PCA’s market intelligence group estimates consumption to grow by 2.8 percent in both 2018 and 2019, and then to climb by 4 percent in 2020 as impacts from potential federal infrastructure spending are likely to take effect. The analysis estimates consumption at 99.3 million metric tons in 2018, 102.1 million in 2019 and 106.1 million by the end of 2020.
A variety of positive economic factors – such as a strong economy, job market and anticipated increase in infrastructure spending – suggest a modest acceleration in real GDP, construction markets and cement consumptions, says Ed Sullivan, PCA senior vice president and chief economist.
The PCA analysis projects robust infrastructure spending isn’t likely to occur until the fourth quarter of 2019, given the key steps that must occur – including passage of an infrastructure bill, federal and state paperwork, bid letting and review, and finally contract awards leading to construction.
“It will take time to implement a construction infrastructure program from passage in Congress to the first shovel,” Sullivan says. “This is an aspect often neglected by many economists.
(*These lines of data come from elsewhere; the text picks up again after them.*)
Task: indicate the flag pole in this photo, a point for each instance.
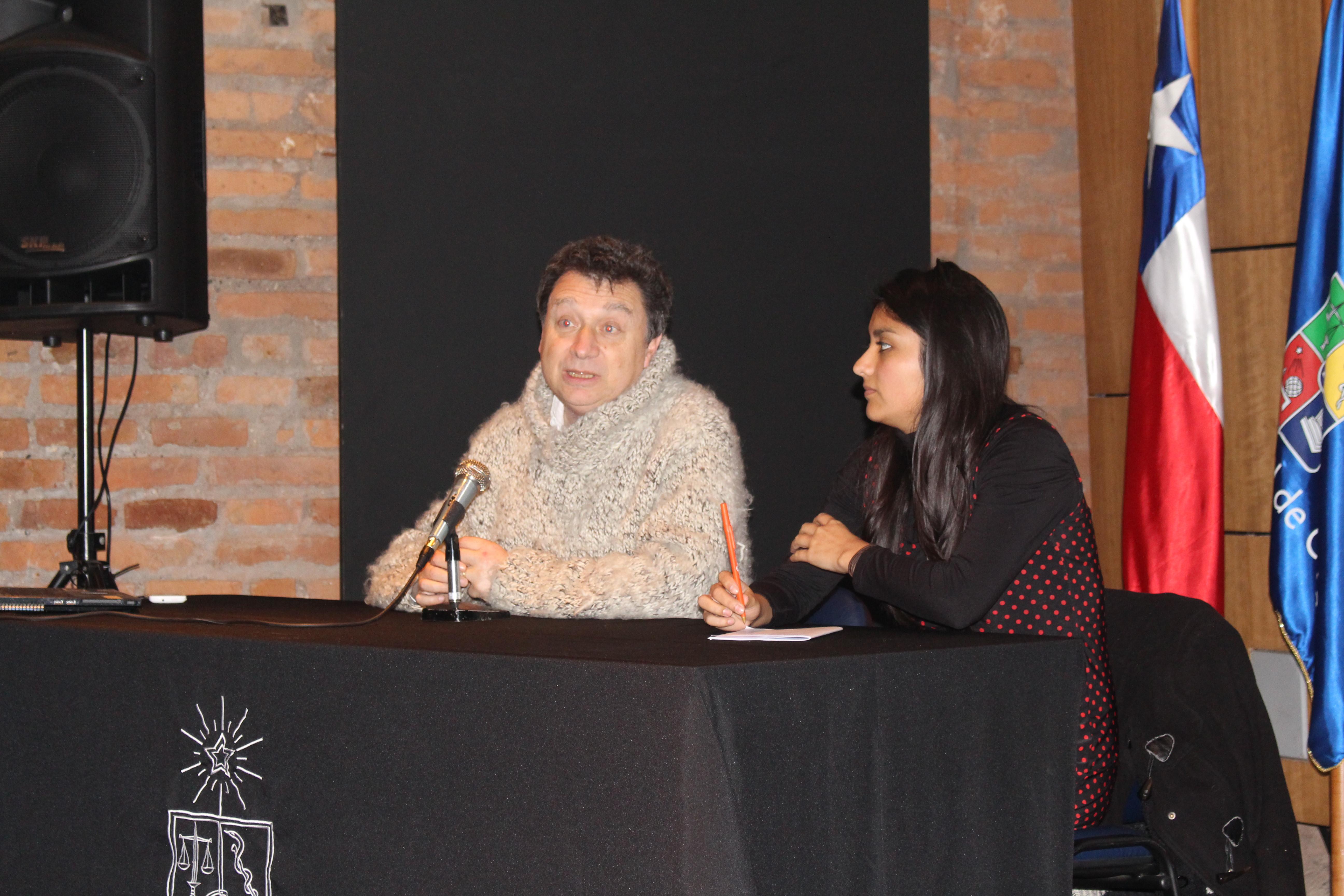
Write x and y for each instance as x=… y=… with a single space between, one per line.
x=1338 y=831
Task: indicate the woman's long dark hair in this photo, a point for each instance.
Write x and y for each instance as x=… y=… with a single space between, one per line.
x=964 y=356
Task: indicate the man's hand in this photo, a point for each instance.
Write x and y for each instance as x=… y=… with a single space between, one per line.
x=724 y=608
x=433 y=582
x=826 y=543
x=482 y=561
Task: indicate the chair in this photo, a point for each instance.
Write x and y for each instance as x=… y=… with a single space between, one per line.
x=1198 y=762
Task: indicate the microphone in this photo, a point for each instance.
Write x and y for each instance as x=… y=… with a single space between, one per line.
x=472 y=480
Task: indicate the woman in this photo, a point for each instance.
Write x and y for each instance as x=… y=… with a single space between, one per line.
x=965 y=511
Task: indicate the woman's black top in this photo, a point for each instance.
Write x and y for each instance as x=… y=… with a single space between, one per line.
x=1026 y=565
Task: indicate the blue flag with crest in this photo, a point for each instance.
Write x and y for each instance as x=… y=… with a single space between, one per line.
x=1307 y=539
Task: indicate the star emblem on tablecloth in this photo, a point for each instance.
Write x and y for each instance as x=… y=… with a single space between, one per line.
x=1162 y=130
x=221 y=765
x=218 y=757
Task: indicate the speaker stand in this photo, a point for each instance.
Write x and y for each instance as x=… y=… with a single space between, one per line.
x=459 y=608
x=85 y=570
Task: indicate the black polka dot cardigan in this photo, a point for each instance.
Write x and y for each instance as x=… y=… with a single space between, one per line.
x=1026 y=565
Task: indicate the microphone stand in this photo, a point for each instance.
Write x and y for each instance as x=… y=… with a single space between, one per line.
x=85 y=570
x=460 y=606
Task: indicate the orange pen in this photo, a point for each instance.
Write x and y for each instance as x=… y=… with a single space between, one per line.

PCA has evaluated the time each process takes to impact actual construction activity. As a result, the timing of PCA’s impact of an infrastructure program on actual construction is later than most economists estimate.”
While interest rates and inflation are expected to see slight increases, consumer debt is low – thereby adding to potential growth in consumer spending.
“These factors suggest a modest acceleration in real GDP, construction markets and cement consumption,” Sullivan says. “Add in benefits from tax reform and we will likely see the economy improving at a more brisk pace.”